In the present world, where data is the king, the demand for data analysts has been soaring ceaselessly. This is evident from one of the World Economic Forum (WEF) reports in the year 2018, which stated that by the end of 2022, nearly 85% of the organizations are likely to adopt big data and analytics technologies. As a result of this, the job role of a data analyst was predicted to be one of the most in-demand job roles by the end of 2022. Data analysts play a pivotal role in an organization by deriving meaningful insights from a dataset and helping the organization to make strategic decisions based on these insights. To perform their roles and responsibilities, data analysts use a broad spectrum of tools. And when there are so many tools available, it becomes challenging to choose the right tools. The market is full of open-source tools that deliver good results at no cost than paid ones, such as R programming and Python. And in case you're looking for a great career in Rajasthan as a data analyst, you can look for a data analyst course in Jaipur that is comprehensive and meets your learning goals adequately. Here we bring to you some of the top and basic tools that every data analyst needs to perform his role adequately.
Excel
You Can Also Read: Reasons Why Sites May Lose Google Rankings
Excel is the most basic and extensively used analytical tool having applications in almost every industry. It does not matter if you have expertise in other data analytical tools mentioned in this article as you must know Excel in any case. It primarily helps in analyzing complex tasks and summarizing data with the help of a pivot table that further helps filter data as per the client's need. Also, Excel possesses the advanced business analytics option that allows modeling capabilities having pre-built options like the creation of DAX measures, automatic relationship detection, and time grouping.
R Programming
R is one of the leading data analytics tools in the market and is used widely by data analysts for statistics and data modeling. The tool is capable of manipulating data and presenting it in multiple ways. It's considered much better than SAS in terms of data capacity, overall performance, and outcomes. R can efficiently compile and run on various platforms like Windows, Unix, and macOS. R has a total of 11,556 packages that will let you choose packages by category.
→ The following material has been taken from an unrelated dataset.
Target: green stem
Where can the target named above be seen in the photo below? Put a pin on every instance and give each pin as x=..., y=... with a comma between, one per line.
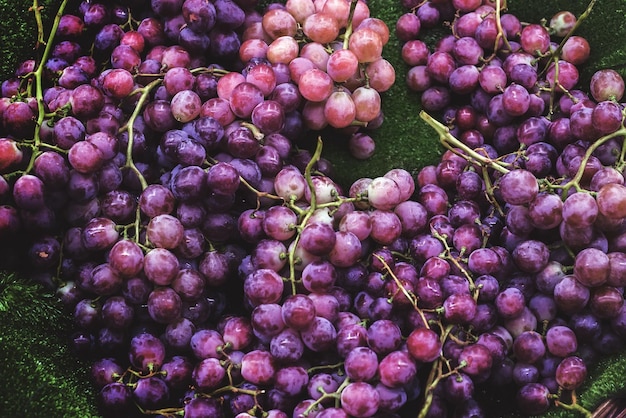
x=129, y=127
x=39, y=73
x=447, y=138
Furthermore, R offers tools for automatically installing packages as per the user's requirement that can be further assembled with big data.
Python
Python is a free, object-oriented open-source tool and is easy to read, write and maintain. Python supports both functional and structured programming techniques and is quite similar to JavaScript, PH, and Ruby, making learning Python easy. Furthermore, Python has excellent machine learning libraries such as Tensorflow, ScikitLearn, Theano, and Keras. One more good feature of Python is that it can be assembled on multiple platforms such as a MongoDB database, SQL server or JSON. Also, Python can adequately handle text data as well.
Tableau Public
Tableau Public is a free software used to connect multiple data sources, be it Microsoft Excel, Data Warehouse, or Web-based data. It further helps develop data visualizations, dashboards, maps, etc., and real-time updates on the web. These can be shared easily with the client and on social media and can be downloaded in different formats. The wide range of qualities of Tableau makes it one of the most important data visualization tools using which one can analyze and visualize data better.
Sas
It's primarily a programming environment and language used for data manipulation and is presently the market leader in analytics. It can be accessed easily, is quite manageable and can analyze data from multiple sources. It has been used extensively over social media platforms, web and marketing analytics for profiling of customers and getting an idea of the future prospects. Furthermore, it's capable of predicting behaviors of customers, managing and streamlining communications.
While there are so many tools available on data analytics, we have brought to you some of the basic data analytics tools that are important in every step of managing data and deriving useful insights. If you're considering to have a career as a data analyst, you must seek knowledge of these basic tools for performing your roles well.